An external wall that takes off from the ground floor at an angle of 45 degrees creates spaces which are difficult to utilise. The challenge has been dealt with artistic finesse, creating a huge seating lounge with a large sculptural pond with floating flowers for a centre piece, placed at an unexpected angle that seems to reflect the angular wall which is fully glazed. The huge adjoining wall is finished with panels depicting sand patterns from a Zen garden, thus continuing with the theme of exotic landscaping into the vertical plane.
An intimate seating area is marked by a wooden deck mounted with bright red cushioned sofas and a reflective wooden false ceiling close to the angular glazing. But the real master stroke that ties up the scheme appears to be a long row of low backed sofas that line the sand patterned wall, matching it in their neutral colour. Horizontally linear and low rise, this row of couches at once creates the intimacy and warmth required of a lounge seat while enhancing the height and vastness of the wall and the volume.
In fact, it is this skilful handling of scales within scales that is the winning scheme throughout this interior. You have relatively large volumes for individual functional spaces created within an enormous volume, and filled in by a restrained yet plentiful amount of contemporary, intimate, comfortable, low rise furniture. But for vases and light fixtures, each of which is by itself artistic, no other art displays find their way on these walls of functional, event or work spaces. Art by itself is displayed only in the art gallery, where it is shown off in all its splendour, without diluting its artistry with that of the furniture or décor. In all other areas you have only seemingly endless surfaces of wood panelling, stone cladding, wood panelling or any other as the case may be, is set off by the bright or pastel hues, steel or leather of furniture placed on the floors. The result is scales that contrast and also balance simultaneously.

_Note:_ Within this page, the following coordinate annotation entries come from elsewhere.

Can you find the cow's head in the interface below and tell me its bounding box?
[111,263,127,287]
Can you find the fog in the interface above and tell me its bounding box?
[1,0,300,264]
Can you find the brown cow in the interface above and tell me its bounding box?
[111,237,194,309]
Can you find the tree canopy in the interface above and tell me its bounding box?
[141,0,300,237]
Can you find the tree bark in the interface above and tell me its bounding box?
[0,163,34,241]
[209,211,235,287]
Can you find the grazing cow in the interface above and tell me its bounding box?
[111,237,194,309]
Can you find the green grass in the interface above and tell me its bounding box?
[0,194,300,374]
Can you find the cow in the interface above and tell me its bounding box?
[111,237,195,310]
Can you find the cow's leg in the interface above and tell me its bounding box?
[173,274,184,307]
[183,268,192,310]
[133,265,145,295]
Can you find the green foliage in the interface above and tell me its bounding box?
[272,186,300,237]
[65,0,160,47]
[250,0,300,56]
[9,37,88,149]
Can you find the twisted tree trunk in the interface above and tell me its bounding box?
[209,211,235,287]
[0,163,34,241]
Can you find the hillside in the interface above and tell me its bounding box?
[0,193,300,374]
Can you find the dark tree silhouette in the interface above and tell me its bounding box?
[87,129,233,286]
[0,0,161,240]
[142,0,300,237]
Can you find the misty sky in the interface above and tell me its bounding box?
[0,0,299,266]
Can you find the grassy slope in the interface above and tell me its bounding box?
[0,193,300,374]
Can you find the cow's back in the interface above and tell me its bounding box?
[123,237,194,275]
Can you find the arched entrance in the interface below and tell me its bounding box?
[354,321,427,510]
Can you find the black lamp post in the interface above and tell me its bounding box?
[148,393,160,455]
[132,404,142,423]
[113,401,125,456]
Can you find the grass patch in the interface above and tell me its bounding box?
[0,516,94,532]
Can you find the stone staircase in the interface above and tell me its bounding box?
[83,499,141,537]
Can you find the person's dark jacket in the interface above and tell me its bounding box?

Clean, uncluttered and brilliantly dealt spaces, a restrained but sophisticated use of the colour and material palate and an all too evident artistic flourish with which it is all tied up together make this office interior very special, indeed. Completed in 2007, the interior design for Jindal Pipes Ltd. by Morphogenesis won the Best Commercial Interiors Project, CNBC AWAAZ and CRISIL ‘Real Estate Awards 2008’ in 2008.